Quelques vendeurs sont encore loin d’être prêts, moins matinaux que d’autres. L’un se plaint d’avoir été tiré du lit par un coup de sonnette à huit heures trente précises. Je croise plus d’acheteurs de ma connaissance que je l’aurais cru. Beaucoup chassent les vinyles. Un homme passe de maison en maison avec le désir d’acheter autre chose que ce qui est en vente : « Montrez-moi vos horloges, vos miroirs, vos instruments de musique, je vous fais une proposition, si elle ne vous intéresse pas, vous me dites non, c’est tout. »
Je découvre également des têtes connues chez les habitants des maisons ouvertes, l’une de mes anciennes collègues (comme on dit) à l’école Marcel Cartier et un couple de brocanteurs du Clos Saint-Marc. Ce quartier résidentiel est doté d’une boulangerie nommée Le Pétrin. Sa population est diverse, des pauvres et des riches. Dans un jardin poussent des plants de tomates ayant pour pots des bottes à fleurs.
Je repars avec bien peu dans mon sac, mais l’après-midi c’est la brocante et vente de livres de l’association Entraide de l’Eglise Protestante, rue de Buffon, et j’ai espoir de m’y consoler.
Entrant à quatorze heures dans la salle réservée aux livres et disques, je me doute que mon sac ne sera pas vide quand je repartirai. Il n’y a là qu’un autre acheteur, sympathique jeune homme que je croise à chaque occasion, et le responsable de la vente tout disposé à faire un prix d’ami.
Au moment où je paie sept euros cinquante mes onze livres, parmi lesquels la lourde biographie de James Joyce et la non moins pesante autobiographie de Mark Twain, arrive l’un avec qui il y a encore deux mois j’avais des relations cordiales, un homme à lectures élevées que deux mails m’ont fait découvrir homme à pensées obtuses. Il jette un regard en coin à mon sac. Au plaisir d’avoir trouvé quelques bons livres s’ajoute celui de le savoir jaloux.
 

4 juin 2016


Il semble que je sois rentré de mes vacances au Pays Basque sans ramener avec moi d’œufs des punaises de lit de l’Hôtel Ibis Budget de Saint-Jean-de-Luz. Sans doute les précautions que j’ai prises étaient-elles exagérées mais il faut avoir vécu cette abomination pour comprendre.

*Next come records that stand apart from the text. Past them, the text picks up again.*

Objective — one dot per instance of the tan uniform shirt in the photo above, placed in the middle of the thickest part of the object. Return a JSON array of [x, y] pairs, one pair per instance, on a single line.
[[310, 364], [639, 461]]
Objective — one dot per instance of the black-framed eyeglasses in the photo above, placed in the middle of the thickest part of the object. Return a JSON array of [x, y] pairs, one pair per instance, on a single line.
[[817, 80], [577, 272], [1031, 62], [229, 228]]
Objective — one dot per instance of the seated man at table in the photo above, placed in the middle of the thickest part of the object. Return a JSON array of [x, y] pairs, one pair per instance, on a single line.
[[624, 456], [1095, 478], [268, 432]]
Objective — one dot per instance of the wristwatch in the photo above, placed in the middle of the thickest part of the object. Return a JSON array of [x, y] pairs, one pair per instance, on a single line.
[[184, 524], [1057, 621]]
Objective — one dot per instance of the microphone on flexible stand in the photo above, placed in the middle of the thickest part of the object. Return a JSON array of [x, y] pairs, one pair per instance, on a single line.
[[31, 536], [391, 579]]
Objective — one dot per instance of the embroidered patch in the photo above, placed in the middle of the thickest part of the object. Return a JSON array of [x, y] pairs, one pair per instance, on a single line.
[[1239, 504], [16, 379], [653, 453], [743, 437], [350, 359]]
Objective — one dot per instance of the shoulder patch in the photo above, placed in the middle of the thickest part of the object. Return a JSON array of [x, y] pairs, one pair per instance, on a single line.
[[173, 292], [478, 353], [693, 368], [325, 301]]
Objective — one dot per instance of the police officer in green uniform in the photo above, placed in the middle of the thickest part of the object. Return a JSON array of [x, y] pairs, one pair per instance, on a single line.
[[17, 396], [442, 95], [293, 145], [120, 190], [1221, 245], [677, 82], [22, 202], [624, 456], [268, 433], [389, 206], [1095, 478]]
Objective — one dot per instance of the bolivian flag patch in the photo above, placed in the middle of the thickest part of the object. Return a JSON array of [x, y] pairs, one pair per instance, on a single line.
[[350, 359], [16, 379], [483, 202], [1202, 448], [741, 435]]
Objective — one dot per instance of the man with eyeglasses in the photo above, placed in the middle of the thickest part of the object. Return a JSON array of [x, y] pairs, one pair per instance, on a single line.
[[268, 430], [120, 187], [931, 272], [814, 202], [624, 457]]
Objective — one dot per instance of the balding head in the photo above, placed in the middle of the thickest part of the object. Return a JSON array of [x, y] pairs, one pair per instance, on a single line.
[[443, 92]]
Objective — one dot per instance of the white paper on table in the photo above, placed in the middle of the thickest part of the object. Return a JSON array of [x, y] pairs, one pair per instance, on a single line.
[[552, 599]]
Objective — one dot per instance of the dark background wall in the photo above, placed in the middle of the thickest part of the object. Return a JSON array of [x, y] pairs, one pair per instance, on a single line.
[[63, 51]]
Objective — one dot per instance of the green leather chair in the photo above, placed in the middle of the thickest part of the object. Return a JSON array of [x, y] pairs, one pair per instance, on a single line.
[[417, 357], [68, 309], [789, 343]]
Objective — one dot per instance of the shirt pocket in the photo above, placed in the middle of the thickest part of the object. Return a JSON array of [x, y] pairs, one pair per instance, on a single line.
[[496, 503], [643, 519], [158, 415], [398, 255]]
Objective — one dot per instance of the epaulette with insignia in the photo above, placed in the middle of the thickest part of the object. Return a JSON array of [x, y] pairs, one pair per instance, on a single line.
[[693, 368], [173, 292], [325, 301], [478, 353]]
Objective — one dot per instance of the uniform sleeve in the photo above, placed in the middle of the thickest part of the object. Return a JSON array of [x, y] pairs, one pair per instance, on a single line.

Certain(e)s en feront l’expérience un jour ou l’autre car ce qui est réputé être courant aux États-Unis et au Canada doit être plus présent en France qu’on ne le dit. Cette discrétion a deux raisons. Ceux qui se sont fait dévorer par des puces de lit (rebaptisées punaises de lit) le cachent. Les hôteliers et autres responsables de structures d’hébergement ont intérêt à étouffer ce genre d’évènement.
Je ne connais qu’un autre cas avoué, celui d’une jeune femme parisienne chez qui un invité avait ramené ces bestioles lors d’une soirée. Pour elle, cela a signifié trois mois d’intervention d’une entreprise de désinsectisation pour un coût de huit cents euros (une lectrice que je ne connais pas m’a envoyé un lien vers l’article d’un naturopathe prétendant qu’il suffit d’avoir des draps de couleur jaune ou verte et d’utiliser des huiles essentielles pour faire fuir ces sales bêtes).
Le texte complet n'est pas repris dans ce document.